En effet, c’est sa fonction première que de propulser la vente d’œuvres, avec des chiffres d’affaire tout à fait honorables, pour ne pas dire étourdissants : pour l’édition 2018, « 134 millions de dollars, l’équivalent de 17% du marché français sur 3 jours » selon le site Tajan; autant dire qu’être présent sur site, c’est un excellent sésame pour une galerie d’art émergente, une obligation marketing pour une confirmée.
Collectionneurs nouvelle génération
Cette année, le site sera virtuel, et c’est justement l’intérêt … surtout pour un néophyte. FIAC Online Viewing Rooms s’apparente à un gigantesque catalogue avec différents points d’entrée. Le visiteur peut organiser sa recherche selon les galeries, les pays, les artistes … mais aussi le style, la technique, les dimensions, l’année de création … ou le prix. Et ça, c’est assez inédit. Si les collectionneurs sont au faite des tarifs du marché, les visiteurs lambda n’en ont aucune idée.
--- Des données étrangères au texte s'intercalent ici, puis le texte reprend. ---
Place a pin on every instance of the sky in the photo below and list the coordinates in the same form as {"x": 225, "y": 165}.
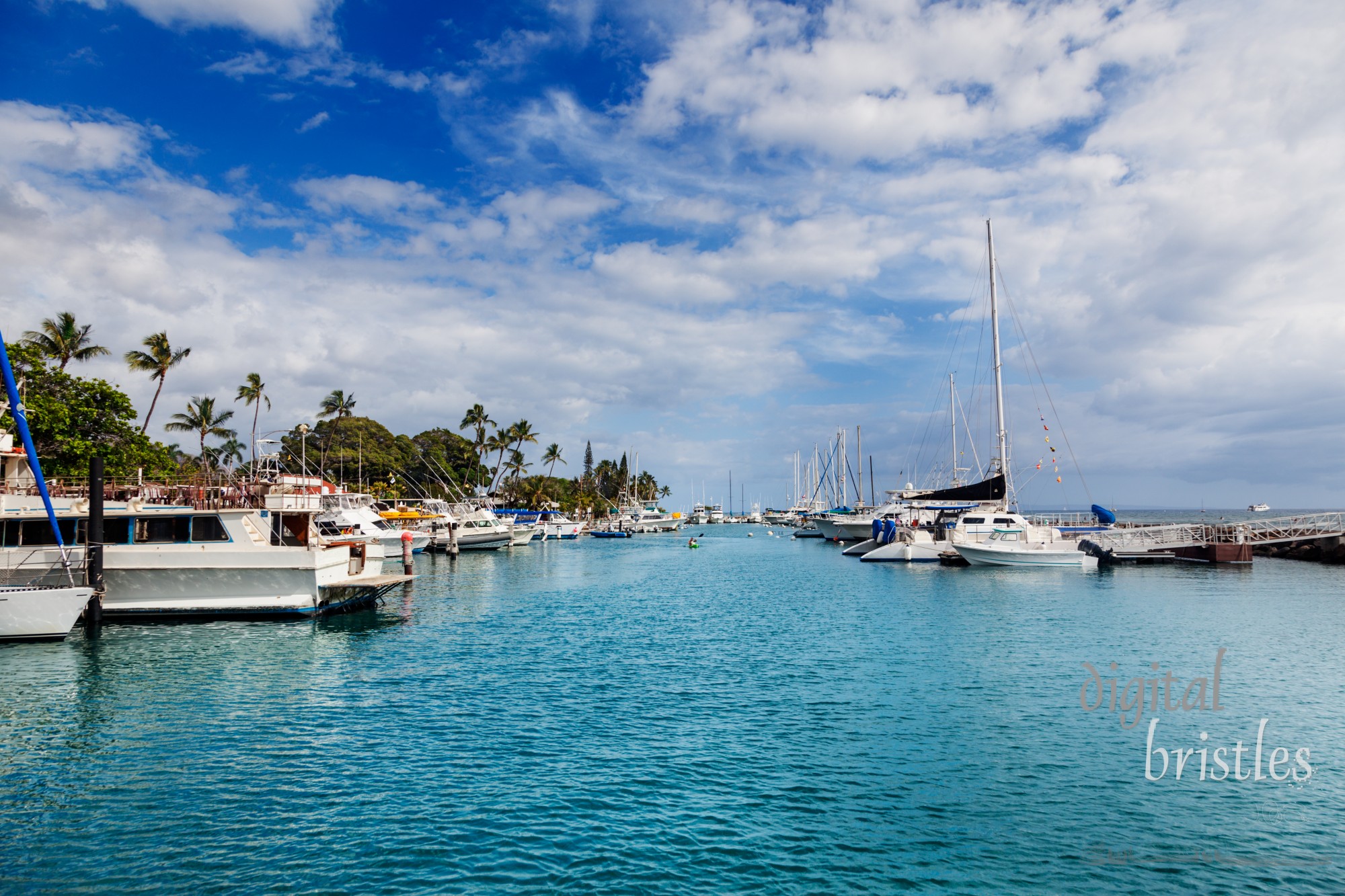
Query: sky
{"x": 714, "y": 232}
Et n’osent pas demander aux galeristes présents durant la FIAC, galeristes du reste trop occupés à boucler leur chiffre d’affaire et à bichonner leurs clientèles pour répondre en détail aux questions du vulgus pecus qui ne peut se payer pareilles créations. A moins que cette édition 2021 digitalisée ne le sonne l’heure du changement, l’ouverture du marché à d’autres profils d’acheteurs, une nouvelle génération de collectionneurs.
Digitalisation = marché en mutation ?
L’event se démocratiserait-il ? Non pas au niveau des visites, on sait son aura, et sa volonté pédagogique auprès d’un public de plus en plus demandeur. Non, ici nous parlons de mutation du marché. En l’état, cette édition présente deux avantages de par son format digital:
- elle permet à des galeries moins bien dotées de transparaître sur un événement d’envergure planétaire sans avoir à débourser la location d’un stand en physique, son installation, le transport des œuvres à exposer …
- c’est l’occasion pour des primo-collectionneurs de sauter le pas, en misant sur des œuvres à prix tout à fait raisonnables, par exemple les céramiques de la série Bouchonchat d’Alain Séchas vendues … 41€ pièce par la galerie parisienne We do not work alone.
Il suffit de fouiller, de prendre son temps, de comparer, en plaçant les œuvres qu’on a repérées en favoris. Et pour ceux qui hésitent, il y a la sélection explicitée des cinq spécialistes que sont Jean de Loisy, Directeur de l’Ecole nationale supérieure des Beaux-Arts de Paris, Bernard Blistène, directeur du Musée National d’art moderne du centre Pompidou, Emma lavigne, présidente du Palais de Tokyo, Saim Dermican et X Zhu-Nowell, prestigieux commissaires d’exposition new-yorkais.
Récapitulons : certes FIAC Online Viewing Rooms 2021 s’intègre dans une stratégie de persistance, histoire d’occuper les esprits et de remobiliser les habitués en attendant un retour au présentiel, claironné dés à présent pour octobre. Mais c’est aussi l’occasion pour les néophytes de découvrir cet univers, et éventuellement d’y investir, à hauteur de budgets pas forcément pharaoniques. La chose est notable, et l’un des effets paradoxaux mais finalement heureux de cette pandémie que de rouvrir l’art à tous.